In the late 1850s tensions rose between the Mormons and the government, and the Mormons believed they were in a state of war. In 1857, a group of immigrants from Arkansas stopped to rest at Mountain Meadows while en route to California along the Old Spanish Trail. Hostilities flared and the Mormons and their Indian cohorts attacked the party and killed 120 people. The event is known as the Mountain Meadow Massacre. A memorial to those killed in the incident now marks this historical site located 32 miles northwest of St. George on U-18.
During the next several years, colonies were settled west of the Markagunt Plateau. Iron deposits were discovered near Cedar City and it became the first iron refinery west of the Mississippi River. Beaver, with its flowing river, was settled in 1856. St. George, the largest of the settlements, was founded in 1861 and became Brigham Young's winter home. A temple was built, and today it the oldest Mormon temple in the world still in use. During the Civil War, cotton was grown in Utah's Dixie and processed at the Old Cotton Mill in Washington.
To the east of the Markagunt Plateau, a group of families settled Panguitch in 1864. They built a fort for protection against Indian attacks. Another fort was built near the present day city of Kanab. Both were abandoned during the Black Hawk War. The war between the whites and the Indians began in 1865 and lasted three years. Kanab and Panguitch were both re-established after the war.

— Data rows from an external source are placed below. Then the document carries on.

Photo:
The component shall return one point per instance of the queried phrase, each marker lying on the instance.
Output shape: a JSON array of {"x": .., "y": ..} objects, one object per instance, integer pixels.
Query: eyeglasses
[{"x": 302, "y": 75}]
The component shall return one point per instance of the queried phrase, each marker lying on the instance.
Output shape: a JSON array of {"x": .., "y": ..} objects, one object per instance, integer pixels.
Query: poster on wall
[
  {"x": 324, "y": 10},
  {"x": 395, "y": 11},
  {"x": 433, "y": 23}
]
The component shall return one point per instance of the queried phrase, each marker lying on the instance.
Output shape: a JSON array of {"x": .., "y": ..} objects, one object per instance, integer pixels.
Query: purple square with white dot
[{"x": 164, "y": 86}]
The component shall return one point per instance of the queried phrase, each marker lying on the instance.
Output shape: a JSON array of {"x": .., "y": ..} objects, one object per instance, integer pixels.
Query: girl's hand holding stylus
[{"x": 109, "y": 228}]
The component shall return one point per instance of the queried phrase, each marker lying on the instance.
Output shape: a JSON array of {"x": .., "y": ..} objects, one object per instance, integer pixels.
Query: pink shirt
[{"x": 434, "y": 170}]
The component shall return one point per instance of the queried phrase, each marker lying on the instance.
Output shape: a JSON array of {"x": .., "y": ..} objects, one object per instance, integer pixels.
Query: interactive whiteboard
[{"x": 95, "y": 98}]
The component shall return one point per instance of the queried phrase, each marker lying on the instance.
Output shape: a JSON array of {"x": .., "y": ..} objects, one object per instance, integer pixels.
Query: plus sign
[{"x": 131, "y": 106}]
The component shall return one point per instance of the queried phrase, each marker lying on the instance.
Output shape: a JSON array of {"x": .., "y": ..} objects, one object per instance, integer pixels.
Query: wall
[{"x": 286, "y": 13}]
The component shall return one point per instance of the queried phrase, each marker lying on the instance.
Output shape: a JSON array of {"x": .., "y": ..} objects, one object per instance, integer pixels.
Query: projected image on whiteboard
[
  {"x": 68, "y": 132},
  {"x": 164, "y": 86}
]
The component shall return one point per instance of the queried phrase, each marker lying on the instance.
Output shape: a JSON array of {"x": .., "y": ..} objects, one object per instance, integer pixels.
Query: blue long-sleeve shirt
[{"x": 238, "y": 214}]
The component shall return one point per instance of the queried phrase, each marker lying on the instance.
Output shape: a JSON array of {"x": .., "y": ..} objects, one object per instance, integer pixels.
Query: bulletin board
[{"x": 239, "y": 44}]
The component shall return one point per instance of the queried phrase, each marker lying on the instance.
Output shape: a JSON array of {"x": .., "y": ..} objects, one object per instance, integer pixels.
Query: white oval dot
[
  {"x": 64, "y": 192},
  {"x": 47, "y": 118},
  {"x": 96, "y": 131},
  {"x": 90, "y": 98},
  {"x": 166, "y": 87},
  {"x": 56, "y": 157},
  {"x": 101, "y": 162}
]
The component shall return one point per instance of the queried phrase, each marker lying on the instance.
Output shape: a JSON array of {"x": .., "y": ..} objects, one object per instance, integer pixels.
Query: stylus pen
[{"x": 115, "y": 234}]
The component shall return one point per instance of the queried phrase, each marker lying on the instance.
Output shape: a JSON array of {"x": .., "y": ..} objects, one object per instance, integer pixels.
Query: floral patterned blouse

In the early 1870s, surveyor John Wesley Powell led an expedition in southern Utah. His maps and journals helped establish roads and towns throughout the area.
In 1874, Brigham Young established the United Order of Enoch in most southern Utah towns. The experiment in communal living failed in most settlements, but it was successful in Orderville and lasted the better part of a decade.
Originally called Potato Valley when first discovered in 1866, the town of Escalante wasn't settled until 1875. Five years later, Mormon settlers sent to colonize the San Juan Mission east of the Colorado River traveled from Paragonah to Escalante, then made a wagon road southeast toward the Colorado. There they cut a passage through the rock and lowered their wagons over the 1200 foot-high cliff to the canyon floor and the Colorado River. This historic feat is known as the Hole-in-the-Rock expedition.
Polygamy was one of the beliefs of the Mormon faith. In 1882, the practice of plural marriage was outlawed by the U.S. government and was later discontinued by the Mormons. This action had a direct influence on Utah becoming the 45th state on January 4, 1896.
The last frontier in Utah, the town of Boulder, was settled in 1889. Isolated in a remote and rugged area, Boulder still received mail by mule in 1935. Today paved Scenic Byway 12 links Boulder with the rest of the state.
As time passed, trails became roads, settlements became cities and towns. Some of the land was set aside as national parks, state parks, national forests, and public lands to preserve and protect them for everyone's enjoyment.